Sunday, May 31, 2015

Help Wanted!

I was about to thank heaven for hearing my prayer of finding a good nanny for my child when alas, the nanny backed out.

Really, I've been wracking my brains out figuring out why these things are happening to me. Everything seemed to not go according to how I want it to happen. I was about to land on a job when my nanny did not return from her vacation. Just when I found another nanny, she backed out and I had to postpone or cancel my job interviews again.

I remember myself saying "Lord is this a sign? Do really want me to be a stay at home mom?" There's nothing wrong about being a stay at home mom really. But I don't know if it's really good for me.

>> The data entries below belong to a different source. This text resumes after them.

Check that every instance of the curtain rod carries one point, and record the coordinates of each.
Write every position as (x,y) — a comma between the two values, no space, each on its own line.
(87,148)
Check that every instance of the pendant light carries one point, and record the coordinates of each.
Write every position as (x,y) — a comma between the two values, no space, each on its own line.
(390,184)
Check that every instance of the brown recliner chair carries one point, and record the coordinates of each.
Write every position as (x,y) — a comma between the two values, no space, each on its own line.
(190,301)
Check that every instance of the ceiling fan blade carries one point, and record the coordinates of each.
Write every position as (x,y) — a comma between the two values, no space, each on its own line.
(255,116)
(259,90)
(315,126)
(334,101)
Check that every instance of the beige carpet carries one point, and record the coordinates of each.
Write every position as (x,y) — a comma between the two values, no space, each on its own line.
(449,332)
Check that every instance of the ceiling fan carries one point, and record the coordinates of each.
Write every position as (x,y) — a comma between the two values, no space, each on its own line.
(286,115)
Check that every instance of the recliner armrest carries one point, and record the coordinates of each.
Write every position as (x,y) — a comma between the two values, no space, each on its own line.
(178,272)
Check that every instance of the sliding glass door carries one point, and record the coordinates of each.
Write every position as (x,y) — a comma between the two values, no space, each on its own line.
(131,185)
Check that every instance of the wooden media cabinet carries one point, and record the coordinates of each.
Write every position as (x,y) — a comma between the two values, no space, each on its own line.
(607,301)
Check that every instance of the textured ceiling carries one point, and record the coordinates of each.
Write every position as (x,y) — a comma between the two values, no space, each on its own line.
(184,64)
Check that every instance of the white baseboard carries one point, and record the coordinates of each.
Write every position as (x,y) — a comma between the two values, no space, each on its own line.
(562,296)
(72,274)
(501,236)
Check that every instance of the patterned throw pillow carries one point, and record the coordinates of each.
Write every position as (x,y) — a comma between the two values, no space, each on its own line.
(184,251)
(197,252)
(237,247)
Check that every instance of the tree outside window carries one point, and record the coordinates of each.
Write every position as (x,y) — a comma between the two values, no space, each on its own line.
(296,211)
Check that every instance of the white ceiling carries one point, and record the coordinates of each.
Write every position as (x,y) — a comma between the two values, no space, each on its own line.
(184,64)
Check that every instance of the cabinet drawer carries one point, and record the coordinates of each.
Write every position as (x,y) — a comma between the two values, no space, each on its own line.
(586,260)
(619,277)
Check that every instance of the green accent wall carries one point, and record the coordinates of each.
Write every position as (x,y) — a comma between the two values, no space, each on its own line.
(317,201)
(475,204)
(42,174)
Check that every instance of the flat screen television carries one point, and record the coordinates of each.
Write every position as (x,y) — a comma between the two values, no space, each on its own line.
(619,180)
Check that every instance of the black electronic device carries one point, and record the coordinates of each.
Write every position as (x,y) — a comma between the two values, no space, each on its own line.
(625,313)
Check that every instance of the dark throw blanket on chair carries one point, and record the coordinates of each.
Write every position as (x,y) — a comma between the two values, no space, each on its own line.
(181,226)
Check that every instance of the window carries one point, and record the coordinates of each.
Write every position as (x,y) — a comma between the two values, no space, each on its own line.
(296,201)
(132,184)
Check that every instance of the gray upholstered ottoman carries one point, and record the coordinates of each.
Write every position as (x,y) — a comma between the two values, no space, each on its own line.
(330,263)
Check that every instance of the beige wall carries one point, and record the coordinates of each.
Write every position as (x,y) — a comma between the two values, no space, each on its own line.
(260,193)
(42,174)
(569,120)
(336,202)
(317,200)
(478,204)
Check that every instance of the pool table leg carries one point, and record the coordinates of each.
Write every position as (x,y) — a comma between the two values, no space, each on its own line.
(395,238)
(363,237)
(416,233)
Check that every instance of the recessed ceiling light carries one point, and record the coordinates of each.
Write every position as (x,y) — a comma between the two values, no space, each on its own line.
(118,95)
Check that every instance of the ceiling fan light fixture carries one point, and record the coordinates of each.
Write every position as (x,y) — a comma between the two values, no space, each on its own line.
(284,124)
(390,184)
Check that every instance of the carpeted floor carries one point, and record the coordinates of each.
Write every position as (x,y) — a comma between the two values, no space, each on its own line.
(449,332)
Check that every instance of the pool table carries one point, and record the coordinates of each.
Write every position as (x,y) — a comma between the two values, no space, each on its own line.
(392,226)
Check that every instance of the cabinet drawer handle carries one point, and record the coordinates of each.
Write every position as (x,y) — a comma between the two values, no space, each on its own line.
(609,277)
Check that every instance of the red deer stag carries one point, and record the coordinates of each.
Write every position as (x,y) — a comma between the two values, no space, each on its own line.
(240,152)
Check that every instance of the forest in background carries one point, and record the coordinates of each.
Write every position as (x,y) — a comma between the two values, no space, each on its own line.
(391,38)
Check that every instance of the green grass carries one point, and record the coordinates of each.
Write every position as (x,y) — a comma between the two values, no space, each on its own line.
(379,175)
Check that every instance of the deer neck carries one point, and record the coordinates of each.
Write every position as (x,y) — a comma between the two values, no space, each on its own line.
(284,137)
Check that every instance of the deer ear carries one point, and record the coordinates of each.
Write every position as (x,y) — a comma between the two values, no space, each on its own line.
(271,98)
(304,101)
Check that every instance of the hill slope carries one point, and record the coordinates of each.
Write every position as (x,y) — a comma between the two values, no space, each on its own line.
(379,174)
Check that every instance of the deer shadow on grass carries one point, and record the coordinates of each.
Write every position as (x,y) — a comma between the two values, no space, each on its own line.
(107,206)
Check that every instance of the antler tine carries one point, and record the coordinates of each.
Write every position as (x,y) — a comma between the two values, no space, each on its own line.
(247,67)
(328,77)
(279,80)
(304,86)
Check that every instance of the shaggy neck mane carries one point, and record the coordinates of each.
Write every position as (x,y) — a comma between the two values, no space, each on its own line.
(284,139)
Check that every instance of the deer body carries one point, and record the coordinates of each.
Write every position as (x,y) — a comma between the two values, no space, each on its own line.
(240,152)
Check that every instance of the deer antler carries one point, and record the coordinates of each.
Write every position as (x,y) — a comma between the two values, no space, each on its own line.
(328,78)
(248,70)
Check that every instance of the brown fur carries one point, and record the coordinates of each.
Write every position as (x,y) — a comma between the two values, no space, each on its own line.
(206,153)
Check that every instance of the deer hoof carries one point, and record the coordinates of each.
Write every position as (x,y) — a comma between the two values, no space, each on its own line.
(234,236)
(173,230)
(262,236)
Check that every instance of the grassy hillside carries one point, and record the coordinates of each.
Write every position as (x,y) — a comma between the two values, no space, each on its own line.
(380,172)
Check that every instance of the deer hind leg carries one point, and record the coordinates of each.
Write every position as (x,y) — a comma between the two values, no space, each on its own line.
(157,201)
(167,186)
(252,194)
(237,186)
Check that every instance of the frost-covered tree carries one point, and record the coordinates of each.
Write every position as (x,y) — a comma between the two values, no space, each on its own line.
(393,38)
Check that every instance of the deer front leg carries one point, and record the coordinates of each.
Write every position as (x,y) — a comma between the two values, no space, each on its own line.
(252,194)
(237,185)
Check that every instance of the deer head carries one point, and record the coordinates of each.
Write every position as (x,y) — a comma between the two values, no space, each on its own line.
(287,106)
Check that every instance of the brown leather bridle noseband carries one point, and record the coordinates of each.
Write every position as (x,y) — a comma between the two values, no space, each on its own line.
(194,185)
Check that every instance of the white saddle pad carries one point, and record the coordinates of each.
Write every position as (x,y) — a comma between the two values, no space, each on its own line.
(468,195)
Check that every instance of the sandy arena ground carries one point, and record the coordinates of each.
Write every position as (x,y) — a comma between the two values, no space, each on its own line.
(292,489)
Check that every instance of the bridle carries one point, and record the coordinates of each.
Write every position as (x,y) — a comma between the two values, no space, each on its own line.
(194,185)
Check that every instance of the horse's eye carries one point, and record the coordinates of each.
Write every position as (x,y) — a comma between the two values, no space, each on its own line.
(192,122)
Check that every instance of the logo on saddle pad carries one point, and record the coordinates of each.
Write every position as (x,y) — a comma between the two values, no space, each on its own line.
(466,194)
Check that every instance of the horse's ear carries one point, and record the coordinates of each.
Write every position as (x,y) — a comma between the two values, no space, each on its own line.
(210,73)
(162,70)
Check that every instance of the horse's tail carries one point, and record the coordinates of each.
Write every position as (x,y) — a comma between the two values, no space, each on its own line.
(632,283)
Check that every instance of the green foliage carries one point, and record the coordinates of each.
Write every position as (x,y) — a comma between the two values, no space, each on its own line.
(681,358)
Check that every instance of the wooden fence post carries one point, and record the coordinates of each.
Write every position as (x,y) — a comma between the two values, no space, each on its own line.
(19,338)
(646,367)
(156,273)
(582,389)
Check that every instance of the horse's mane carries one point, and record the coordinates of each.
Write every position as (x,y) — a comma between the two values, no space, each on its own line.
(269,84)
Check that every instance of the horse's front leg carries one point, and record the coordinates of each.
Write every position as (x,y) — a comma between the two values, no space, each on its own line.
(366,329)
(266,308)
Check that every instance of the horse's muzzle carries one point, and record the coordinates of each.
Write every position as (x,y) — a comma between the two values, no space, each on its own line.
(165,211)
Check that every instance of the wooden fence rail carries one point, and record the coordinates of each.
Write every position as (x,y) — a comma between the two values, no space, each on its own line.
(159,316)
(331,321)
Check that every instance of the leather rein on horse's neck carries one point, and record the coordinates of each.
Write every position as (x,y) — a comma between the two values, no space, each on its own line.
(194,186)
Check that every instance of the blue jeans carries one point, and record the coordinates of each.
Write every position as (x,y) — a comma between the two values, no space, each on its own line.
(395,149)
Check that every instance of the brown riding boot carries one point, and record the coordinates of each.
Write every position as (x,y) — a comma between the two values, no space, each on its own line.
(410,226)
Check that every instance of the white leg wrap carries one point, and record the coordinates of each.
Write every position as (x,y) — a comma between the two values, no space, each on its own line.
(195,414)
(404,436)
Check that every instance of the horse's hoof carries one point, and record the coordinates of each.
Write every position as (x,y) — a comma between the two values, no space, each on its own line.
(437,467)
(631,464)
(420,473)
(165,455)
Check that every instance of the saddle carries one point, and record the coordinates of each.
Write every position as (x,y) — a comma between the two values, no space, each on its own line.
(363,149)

If you were able to watch Sex and the City 2 (the movie), there was one part there when Charlotte and Miranda talked about their experiences on motherhood. Miranda told her friend that everything that she used to miss when she had a job (such as parent-teachers meeting, school parties, watching her son perform on stage) she can now witness. But as much as she loved his son, she missed her job badly.

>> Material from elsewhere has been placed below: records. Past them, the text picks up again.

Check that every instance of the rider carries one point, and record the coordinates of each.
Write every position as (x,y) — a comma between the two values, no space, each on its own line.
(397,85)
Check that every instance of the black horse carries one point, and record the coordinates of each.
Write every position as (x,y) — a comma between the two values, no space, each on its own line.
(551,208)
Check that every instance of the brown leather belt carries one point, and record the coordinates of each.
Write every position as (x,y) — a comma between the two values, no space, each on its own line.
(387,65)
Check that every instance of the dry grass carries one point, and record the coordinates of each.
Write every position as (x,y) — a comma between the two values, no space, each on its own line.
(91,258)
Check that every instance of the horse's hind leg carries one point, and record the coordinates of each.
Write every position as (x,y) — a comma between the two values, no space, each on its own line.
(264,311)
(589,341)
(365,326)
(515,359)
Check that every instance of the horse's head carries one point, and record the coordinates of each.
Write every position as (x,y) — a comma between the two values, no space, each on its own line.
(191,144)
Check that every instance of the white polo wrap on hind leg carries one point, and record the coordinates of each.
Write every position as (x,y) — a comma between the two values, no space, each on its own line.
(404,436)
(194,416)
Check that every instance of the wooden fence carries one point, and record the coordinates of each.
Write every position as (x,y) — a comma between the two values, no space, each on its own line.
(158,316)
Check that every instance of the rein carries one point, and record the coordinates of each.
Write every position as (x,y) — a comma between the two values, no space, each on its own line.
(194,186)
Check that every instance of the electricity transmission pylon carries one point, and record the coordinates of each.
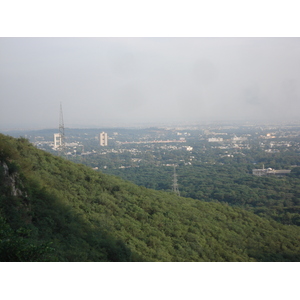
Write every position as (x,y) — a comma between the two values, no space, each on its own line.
(175,184)
(62,132)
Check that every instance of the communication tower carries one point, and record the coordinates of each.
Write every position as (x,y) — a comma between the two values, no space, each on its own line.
(62,131)
(175,185)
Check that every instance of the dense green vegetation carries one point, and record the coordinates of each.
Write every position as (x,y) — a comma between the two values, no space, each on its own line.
(230,182)
(55,210)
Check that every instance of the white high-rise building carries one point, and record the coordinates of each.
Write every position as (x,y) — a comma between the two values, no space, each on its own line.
(103,139)
(57,140)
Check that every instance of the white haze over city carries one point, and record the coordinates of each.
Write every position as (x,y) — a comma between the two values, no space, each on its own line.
(139,81)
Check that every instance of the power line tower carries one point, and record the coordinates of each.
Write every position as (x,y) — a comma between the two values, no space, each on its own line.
(175,185)
(62,132)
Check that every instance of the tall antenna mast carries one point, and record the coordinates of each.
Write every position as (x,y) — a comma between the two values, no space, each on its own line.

That's exactly how I feel. I love my son to death. But as much as I love him, I miss my job. I miss the daily banters at work. I miss the challenge. I miss working. I feel like I'm getting rustic, old and pathetic day by day. I feel like my IQ is slipping away. Now I get excited by soap operas. I'm curious about who my next door neighbor is currently dating. I'm bored and I'm dying to find something exciting. Am I awful for feeling this way?

I tried talking to my husband about it. But he's so cool about it. Telling me that this would go away soon and just for me to keep on praying. I don't think nobody really knows what I'm feeling or going through.

Maybe, I should really learn to let go. To really embrace my current situation and just accept whatever it is God is offering me. Maybe I should listen more so I could clearly hear Him speak what His plan is for me. I must be babbling too much during my prayers that I forgot to listen to Him.

I hope I get a sign soon. I feel like I slumped. Lord help me to find joy in what I do. I'm beginning to dread it. I feel so frustrated, I literally shouted in my bedroom this morning.